231. Editorial Note
The options paper on the role of agriculture in the Geneva trade negotiations circulated by Special Representative for Trade Negotiations Frederick Dent (Document 230) was reviewed by other U.S. Government agencies. On April 5, 1975, the Office of Management and Budget sent a memorandum to President’s Assistant for Economic Affairs L. William Seidman which criticized the paper for advocating options that were “so broadly defined as to provide little real guidance to the negotiators.” The problem was, according to the OMB, that U.S. positions had yet to be firmly established on either “the relative priorities among trade concessions in the agriculture and non-agricultural area and the probable trade-offs between these objectives” (Seidman highlighted this paragraph and instructed Economic Policy Board Executive Secretary Roger Porter to follow up on this point) or on “a clear objective in the grain reserves area or any interagency agreement on the details of a reserves scheme.” OMB asserted: “Until there is a clearer idea of US objectives, priorities, and trade-offs, it is very difficult to make intelligent decisions on the essentially procedural options presented in the papers.” The memorandum recommended that Seidman “suggest that STR prepare a basic options paper for the President on negotiating priorities, recognizing that this may not be possible by April 15th when the US meets with the EC and other countries in [Page 797] Geneva to discuss these issues.” (Ford Library, L. William Seidman Papers, Box 38, Economic Policy Board Subject File, Agriculture—Multinational Trade Negotiations) Gary Seevers, on behalf of the Council of Economic Advisers, called the compromises presented in the options paper “largely window dressing,” and suggested “that the United States offer to shift the discussion of the grain reserves into the MTN in exchange for a concession that all negotiations take place primarily, if not entirely, in the functional groups.” (Memorandum from Seevers to Seidman, April 8; ibid.)
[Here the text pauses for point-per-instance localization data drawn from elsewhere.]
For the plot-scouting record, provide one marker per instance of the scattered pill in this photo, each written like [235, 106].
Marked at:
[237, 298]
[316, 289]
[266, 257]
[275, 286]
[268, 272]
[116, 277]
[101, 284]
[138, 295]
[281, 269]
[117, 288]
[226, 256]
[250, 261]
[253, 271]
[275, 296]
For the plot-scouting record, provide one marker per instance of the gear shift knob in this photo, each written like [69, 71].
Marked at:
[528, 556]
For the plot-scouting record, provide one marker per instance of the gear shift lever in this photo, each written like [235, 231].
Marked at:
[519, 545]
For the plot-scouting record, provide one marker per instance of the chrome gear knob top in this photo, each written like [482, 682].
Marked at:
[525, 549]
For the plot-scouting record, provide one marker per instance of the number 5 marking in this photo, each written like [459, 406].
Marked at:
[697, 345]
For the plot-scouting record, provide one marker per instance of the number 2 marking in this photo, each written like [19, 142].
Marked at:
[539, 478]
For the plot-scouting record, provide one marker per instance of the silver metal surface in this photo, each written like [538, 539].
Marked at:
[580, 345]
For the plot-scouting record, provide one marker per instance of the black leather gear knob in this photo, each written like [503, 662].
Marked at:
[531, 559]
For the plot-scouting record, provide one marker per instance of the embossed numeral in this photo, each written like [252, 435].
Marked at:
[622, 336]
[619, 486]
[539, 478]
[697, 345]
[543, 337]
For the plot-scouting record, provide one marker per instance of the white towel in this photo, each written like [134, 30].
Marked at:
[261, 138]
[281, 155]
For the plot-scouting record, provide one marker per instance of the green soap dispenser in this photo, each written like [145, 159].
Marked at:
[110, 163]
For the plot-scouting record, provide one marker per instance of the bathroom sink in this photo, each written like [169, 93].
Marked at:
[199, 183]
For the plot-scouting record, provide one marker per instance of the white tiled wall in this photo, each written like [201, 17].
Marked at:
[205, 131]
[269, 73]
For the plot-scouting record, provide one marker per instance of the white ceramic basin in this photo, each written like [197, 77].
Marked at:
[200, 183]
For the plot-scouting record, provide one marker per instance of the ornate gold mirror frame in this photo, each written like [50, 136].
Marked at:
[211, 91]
On April 7, the options paper was considered by the Economic Policy Board Executive Committee, which “agreed that it was necessary to determine our substantive priorities with respect to U.S. interests and goals in both the MTN and the grain reserves discussions.” As a result, Dent would “call a meeting this week to consider: (1) the procedural issues involved in the MTN and agriculture; (2) the coordination of our position in the MTN with our position in the grain reserve discussions in London; and (3) undertaking a preliminary review of our substantive priorities with respect to U.S. interests and goals in the MTN.” (Ford Library, U.S. Council of Economic Advisers Records, Alan Greenspan Files, Box 58, Economic Policy Board Meetings, EPB—April 1975 (1))
On April 11, Dent convened a meeting of the Cabinet-level Trade Policy Committee to consider a draft of the memorandum he had been instructed to prepare at the April 7 EPB Executive Committee meeting. He also submitted for consideration memoranda on “Background for Presidential MTN Objectives Paper” and “Grains and the MTN.” (Ibid., L. William Seidman Papers, Box 38, Economic Policy Board Subject File, Agriculture—Multinational Trade Negotiations) The draft memorandum to the President is a longer version of the one that was eventually sent to President Gerald Ford (Document 232). In the sections on “Tariff Barrier Objections,” “Nontariff Barriers,” “Negotiating Objectives as Regards Commodities in Short Supply,” and “Safeguards,” the final memorandum contains only the first paragraph of each of these sections in the draft. The section on “Implications for U.S. Foreign Economic Relations” was revised somewhat for the final version of the memorandum, while the section on “Agriculture” was substantially redrafted.